Population And Sample
It is rarely possible for a student to ask every person affected by an issue. The researcher therefore chooses a sample. The sample should be large enough and varied enough for the intended purpose, while remaining practical.
A sample of students from one high-performing class cannot represent every student in a school. A survey shared only through one social-media account may exclude people who use different platforms. Students should describe who was included, how participants were selected and who may have been missed.
Writing Better Survey Questions
Questions should be clear, neutral and focused on one idea at a time. “Do you agree that the expensive and unreliable bus service should be improved?” is leading and contains two issues. A neutral version might ask participants to rate cost and reliability separately.
Closed questions are easy to count and compare, while open questions provide reasons and detail. A useful survey may combine both. Response options should cover realistic answers and should include “other” or “not sure” where appropriate.
Conducting Interviews
Interviews allow follow-up questions and can reveal why a person holds a perspective. The interviewer should prepare a short guide but listen carefully and ask for clarification when needed. Questions should not pressure participants or challenge them aggressively.
Interview evidence should be recorded accurately through notes or, with permission, audio recording. The student should distinguish the participant’s words from the student’s interpretation and avoid selecting only quotations that support one side.
Observation And Ethics
Observation can record traffic, litter, queue length, accessibility or use of public space. The researcher should decide in advance what will be recorded, where, when and for how long. Different times or locations may produce different results.

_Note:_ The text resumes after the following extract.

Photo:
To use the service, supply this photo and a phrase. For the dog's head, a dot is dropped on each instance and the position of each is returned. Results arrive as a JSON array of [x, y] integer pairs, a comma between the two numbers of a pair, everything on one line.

Participants should be treated respectfully. Consent may be required, personal information should be protected and sensitive questions should be avoided unless necessary and approved. Research should never create harm, embarrassment or risk.
Worked Example: Student Travel Survey
A school wants to understand why few students cycle. A strong sample includes different year groups, neighbourhoods and genders rather than only members of a cycling club. Questions could ask about distance, safety, cost, storage and weather without suggesting that cycling is the best option.

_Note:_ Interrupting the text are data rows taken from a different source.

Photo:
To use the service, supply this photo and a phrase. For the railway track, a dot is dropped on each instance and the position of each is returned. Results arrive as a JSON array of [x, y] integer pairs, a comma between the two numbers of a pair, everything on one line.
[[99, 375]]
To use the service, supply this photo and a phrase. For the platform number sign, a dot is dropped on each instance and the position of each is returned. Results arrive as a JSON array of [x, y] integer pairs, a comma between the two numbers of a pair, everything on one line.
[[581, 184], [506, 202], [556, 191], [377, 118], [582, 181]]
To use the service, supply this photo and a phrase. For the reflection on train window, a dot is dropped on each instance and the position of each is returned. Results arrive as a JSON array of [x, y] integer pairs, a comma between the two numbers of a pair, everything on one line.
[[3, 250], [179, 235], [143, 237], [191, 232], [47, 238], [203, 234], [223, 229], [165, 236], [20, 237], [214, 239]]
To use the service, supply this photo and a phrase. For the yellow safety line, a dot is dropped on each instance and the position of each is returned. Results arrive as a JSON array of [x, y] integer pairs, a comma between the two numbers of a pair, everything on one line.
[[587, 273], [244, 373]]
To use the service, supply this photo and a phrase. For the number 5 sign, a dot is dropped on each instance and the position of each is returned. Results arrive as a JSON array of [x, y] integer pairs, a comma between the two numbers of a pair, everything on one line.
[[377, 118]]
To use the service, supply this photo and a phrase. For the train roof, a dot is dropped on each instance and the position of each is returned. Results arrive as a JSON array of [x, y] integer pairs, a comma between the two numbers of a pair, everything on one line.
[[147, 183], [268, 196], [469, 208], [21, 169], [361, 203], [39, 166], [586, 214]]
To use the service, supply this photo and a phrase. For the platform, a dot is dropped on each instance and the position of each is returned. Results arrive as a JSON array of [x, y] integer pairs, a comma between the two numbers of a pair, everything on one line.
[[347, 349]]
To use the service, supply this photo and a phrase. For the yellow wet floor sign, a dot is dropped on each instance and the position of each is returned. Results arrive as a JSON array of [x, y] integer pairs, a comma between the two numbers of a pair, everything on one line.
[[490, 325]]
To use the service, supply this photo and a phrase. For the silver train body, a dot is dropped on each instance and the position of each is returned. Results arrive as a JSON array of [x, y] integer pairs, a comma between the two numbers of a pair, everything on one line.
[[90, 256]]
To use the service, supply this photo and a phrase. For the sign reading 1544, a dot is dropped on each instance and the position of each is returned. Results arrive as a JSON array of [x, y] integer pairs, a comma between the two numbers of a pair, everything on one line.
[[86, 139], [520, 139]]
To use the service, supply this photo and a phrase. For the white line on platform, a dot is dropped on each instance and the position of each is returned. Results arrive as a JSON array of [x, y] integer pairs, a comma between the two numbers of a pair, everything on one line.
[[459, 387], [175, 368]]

The report should state limitations. Students who were absent did not respond, and attitudes in one school may not represent the whole city. These limitations do not make the survey useless, but they affect the strength of the conclusions.
Common Mistakes
- Using only friends or easily available participants and calling the sample representative.
- Combining two questions into one item and making the answers difficult to interpret.
- Using leading wording that encourages the preferred response.
- Publishing names or sensitive personal information without permission.
Knowledge Check
1. What is the difference between a population and a sample?
Answer: The population is the whole group of interest; the sample is the smaller group from which data is collected.
2. Why are leading questions a problem?
Answer: They can influence responses and create biased evidence.
3. Give one advantage of an open question.
Answer: It allows participants to explain reasons and provide detail in their own words.
4. What should a student do with limitations in primary research?
Answer: State them clearly and explain how they affect the strength or generalisability of the findings.